Demokratie in Deutschland: Warum junge Menschen das Vertrauen verlieren
Oswin MosemannZufriedenheit mit Demokratie in NRW bei Jugendlichen sinkt - Demokratie in Deutschland: Warum junge Menschen das Vertrauen verlieren
Demokratie in Deutschland bleibt stark – doch die Herausforderungen wachsen
Laut dem aktuellen Demokratie-Report ist die Demokratie in Deutschland zwar weiterhin gefestigt, sieht sich aber zusehends mit neuen Problemen konfrontiert. Die auf einer Umfrage unter mehr als 2.900 Menschen in Nordrhein-Westfalen basierende Studie zeigt vor allem bei jüngeren Generationen einen Wandel in der Einstellung.

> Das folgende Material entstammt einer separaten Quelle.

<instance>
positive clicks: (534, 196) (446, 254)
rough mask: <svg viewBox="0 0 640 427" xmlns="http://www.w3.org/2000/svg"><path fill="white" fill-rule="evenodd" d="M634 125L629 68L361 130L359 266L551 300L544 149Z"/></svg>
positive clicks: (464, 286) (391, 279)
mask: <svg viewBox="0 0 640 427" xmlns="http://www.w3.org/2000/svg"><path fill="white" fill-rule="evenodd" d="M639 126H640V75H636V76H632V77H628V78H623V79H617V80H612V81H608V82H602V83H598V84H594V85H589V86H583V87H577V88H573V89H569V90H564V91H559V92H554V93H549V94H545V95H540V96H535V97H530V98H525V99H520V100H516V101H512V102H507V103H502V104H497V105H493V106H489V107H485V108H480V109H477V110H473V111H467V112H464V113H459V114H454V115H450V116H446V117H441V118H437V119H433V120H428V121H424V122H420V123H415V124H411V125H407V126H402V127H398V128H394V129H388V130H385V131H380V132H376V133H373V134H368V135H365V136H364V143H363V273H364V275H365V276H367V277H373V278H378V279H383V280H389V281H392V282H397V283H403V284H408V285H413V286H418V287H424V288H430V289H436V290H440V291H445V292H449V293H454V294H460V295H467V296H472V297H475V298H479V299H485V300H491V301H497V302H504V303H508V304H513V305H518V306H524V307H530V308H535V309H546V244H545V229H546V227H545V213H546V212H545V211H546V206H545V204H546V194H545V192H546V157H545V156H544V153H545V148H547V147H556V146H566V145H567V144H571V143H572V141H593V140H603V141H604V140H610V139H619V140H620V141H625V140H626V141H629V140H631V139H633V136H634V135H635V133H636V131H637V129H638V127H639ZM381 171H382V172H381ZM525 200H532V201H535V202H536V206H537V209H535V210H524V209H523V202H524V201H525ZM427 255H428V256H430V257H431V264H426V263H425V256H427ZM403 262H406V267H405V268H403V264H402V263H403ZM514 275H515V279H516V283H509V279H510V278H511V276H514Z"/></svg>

Der Bericht verzeichnet einen Vertrauensverlust in zentrale Institutionen: Politik, Wissenschaft, Strafverfolgungsbehörden und politische Entscheidungsträger müssen sinkende Zustimmungswerte hinnehmen. Besonders ausgeprägt ist dieser Rückgang bei den jüngeren Altersgruppen. So brach die Zufriedenheit bei den 14- bis 18-Jährigen von 77 Prozent im Jahr 2023 auf nur noch 47 Prozent im Jahr 2025 ein. Bei den 19- bis 29-Jährigen sank die Zustimmung um 14 Punkte auf 51 Prozent, während die 30- bis 44-Jährigen einen Rückgang um 8 Punkte auf 43 Prozent verzeichneten.
Ältere Generationen bleiben zwar die stabilsten Unterstützer der Demokratie. Doch selbst sie unterscheiden zunehmend zwischen demokratischen Idealen und deren praktischer Umsetzung. Während die Ideale nach wie vor hohe Anerkennung finden, äußern jüngere Befragte wachsende Unzufriedenheit mit der Funktionsweise der Demokratie im Alltag.
Besorgniserregend sind auch die Ergebnisse zu politischen Führungskonzepten: Fast die Hälfte der Befragten – 47 Prozent – stimmte der Aussage zu, die Gesellschaft brauche "eine starke Partei, die den Willen des Volkes verkörpert". 15 Prozent gingen sogar so weit, unter "bestimmten Umständen" eine Diktatur für die "bessere Regierungsform" zu halten.
Die Erkenntnisse deuten auf eine wachsende Kluft zwischen den Generationen in der Unterstützung demokratischer Werte hin. Während ältere Bürgerinnen und Bürger weiterhin hinter der Demokratie stehen, zeigt sich bei Jüngeren eine zunehmende Skepsis. Angesichts des schwindenden Vertrauens in Institutionen betont der Bericht die Dringlichkeit, diesen Entwicklungen entgegenzuwirken, um die Widerstandsfähigkeit der Demokratie zu erhalten.